Find $\frac{dy}{dx}$ for $x^2=\frac{x-y}{x+y}$.
I have solved this in two ways.
First, I multiplicated the whole equation by $x+y$ and then I calculated the implicit derivative. I got the following solution:
$\frac{1-3x^2-2xy}{x^2+1}$
So far so good. When I calculated the implicit derivative of the original expression using the quotient rule though, I got a different solution, i.e.:
$-\frac{x(y+x)^2-y}{x}$
I have tried using Wolfram and I got the same results.
Can anyone explain to me why I get different solutions ?
Best Answer
The two solutions that you found are equal. So where is no contradiction.

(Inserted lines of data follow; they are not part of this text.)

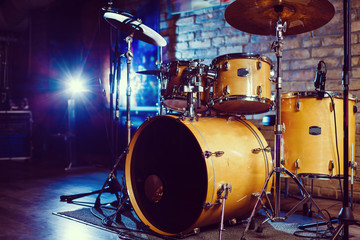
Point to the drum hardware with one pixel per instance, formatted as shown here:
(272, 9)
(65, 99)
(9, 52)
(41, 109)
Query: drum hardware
(257, 150)
(297, 164)
(223, 195)
(121, 20)
(235, 89)
(331, 165)
(208, 154)
(202, 189)
(259, 91)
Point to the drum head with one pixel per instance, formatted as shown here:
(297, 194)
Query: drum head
(167, 170)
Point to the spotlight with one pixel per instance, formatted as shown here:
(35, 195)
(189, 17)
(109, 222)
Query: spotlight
(76, 86)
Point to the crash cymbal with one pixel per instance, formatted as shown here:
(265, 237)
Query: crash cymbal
(128, 25)
(260, 16)
(155, 72)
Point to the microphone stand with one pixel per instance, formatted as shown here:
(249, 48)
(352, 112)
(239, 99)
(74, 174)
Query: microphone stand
(346, 216)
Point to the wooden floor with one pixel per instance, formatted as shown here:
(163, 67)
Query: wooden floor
(30, 194)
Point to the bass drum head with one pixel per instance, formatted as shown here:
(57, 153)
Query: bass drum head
(175, 169)
(168, 170)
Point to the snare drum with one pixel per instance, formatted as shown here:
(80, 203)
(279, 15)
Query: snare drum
(175, 169)
(242, 84)
(311, 138)
(173, 92)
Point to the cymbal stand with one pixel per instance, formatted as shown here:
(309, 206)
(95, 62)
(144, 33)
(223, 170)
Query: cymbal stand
(193, 88)
(129, 56)
(277, 46)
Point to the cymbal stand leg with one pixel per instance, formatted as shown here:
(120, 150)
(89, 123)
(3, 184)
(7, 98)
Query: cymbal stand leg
(110, 181)
(259, 201)
(277, 46)
(129, 56)
(225, 188)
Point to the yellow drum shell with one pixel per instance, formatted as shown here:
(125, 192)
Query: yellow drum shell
(309, 140)
(174, 97)
(171, 177)
(242, 84)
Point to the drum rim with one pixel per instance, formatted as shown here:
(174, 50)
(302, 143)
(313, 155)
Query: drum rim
(315, 94)
(242, 97)
(246, 55)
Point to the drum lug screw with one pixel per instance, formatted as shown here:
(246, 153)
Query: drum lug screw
(257, 150)
(258, 65)
(227, 65)
(226, 90)
(331, 165)
(208, 154)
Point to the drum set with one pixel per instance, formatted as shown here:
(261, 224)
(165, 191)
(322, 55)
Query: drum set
(181, 168)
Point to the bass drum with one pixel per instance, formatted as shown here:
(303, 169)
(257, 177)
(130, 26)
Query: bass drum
(309, 140)
(175, 168)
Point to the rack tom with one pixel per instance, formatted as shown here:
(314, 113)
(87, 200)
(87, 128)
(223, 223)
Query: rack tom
(242, 84)
(176, 82)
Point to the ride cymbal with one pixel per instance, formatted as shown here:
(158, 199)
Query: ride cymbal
(128, 25)
(260, 16)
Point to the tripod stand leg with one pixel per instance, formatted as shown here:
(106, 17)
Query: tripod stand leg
(259, 201)
(109, 181)
(307, 198)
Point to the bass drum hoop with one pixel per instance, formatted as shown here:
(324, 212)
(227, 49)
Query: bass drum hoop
(208, 190)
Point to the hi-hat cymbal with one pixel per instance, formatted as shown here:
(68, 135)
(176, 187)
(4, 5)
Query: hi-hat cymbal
(128, 25)
(260, 16)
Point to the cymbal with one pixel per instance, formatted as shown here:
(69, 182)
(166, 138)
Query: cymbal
(155, 72)
(260, 16)
(128, 25)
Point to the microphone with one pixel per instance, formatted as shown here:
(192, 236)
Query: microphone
(320, 78)
(109, 8)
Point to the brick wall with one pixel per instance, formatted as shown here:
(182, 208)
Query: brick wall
(204, 34)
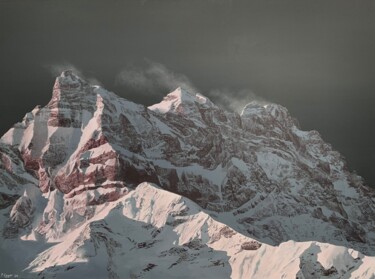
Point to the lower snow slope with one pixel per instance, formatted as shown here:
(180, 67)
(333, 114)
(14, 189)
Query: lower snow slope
(153, 233)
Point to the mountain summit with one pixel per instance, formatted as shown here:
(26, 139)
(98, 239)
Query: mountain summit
(95, 185)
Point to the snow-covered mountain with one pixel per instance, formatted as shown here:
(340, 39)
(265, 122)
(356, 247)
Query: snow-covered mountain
(97, 186)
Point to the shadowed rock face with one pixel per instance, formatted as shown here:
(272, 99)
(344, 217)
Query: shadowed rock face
(276, 181)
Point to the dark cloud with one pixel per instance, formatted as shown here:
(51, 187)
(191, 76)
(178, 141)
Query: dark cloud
(314, 57)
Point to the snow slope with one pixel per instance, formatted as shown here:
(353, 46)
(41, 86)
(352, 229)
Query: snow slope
(235, 195)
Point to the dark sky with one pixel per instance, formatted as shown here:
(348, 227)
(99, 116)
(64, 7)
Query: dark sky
(317, 58)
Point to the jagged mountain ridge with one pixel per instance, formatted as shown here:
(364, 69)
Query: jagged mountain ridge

Note that solving $\quad x^2=\frac{x-y}{x+y}\quad$ for $y$ gives $\quad y=x\frac{1-x^2}{1+x^2}$
Your first solution : $$\frac{1-3x^2-2xy}{x^2+1} =\frac{1-3x^2-2x\left(x\frac{1-x^2}{1+x^2} \right)}{x^2+1} = \frac{1-4x^2-x^4}{(1+x^2)^2}$$
Your second solution : $$-(x+y)^2+\frac{y}{x}=-\left(x+x\frac{1-x^2}{1+x^2}\right)^2+\frac{1}{x}\left(x\frac{1-x^2}{1+x^2}\right)=\frac{1-4x^2-x^4}{(1+x^2)^2}$$ Thus $$\frac{1-3x^2-2xy}{x^2+1}=-(x+y)^2+\frac{y}{x}$$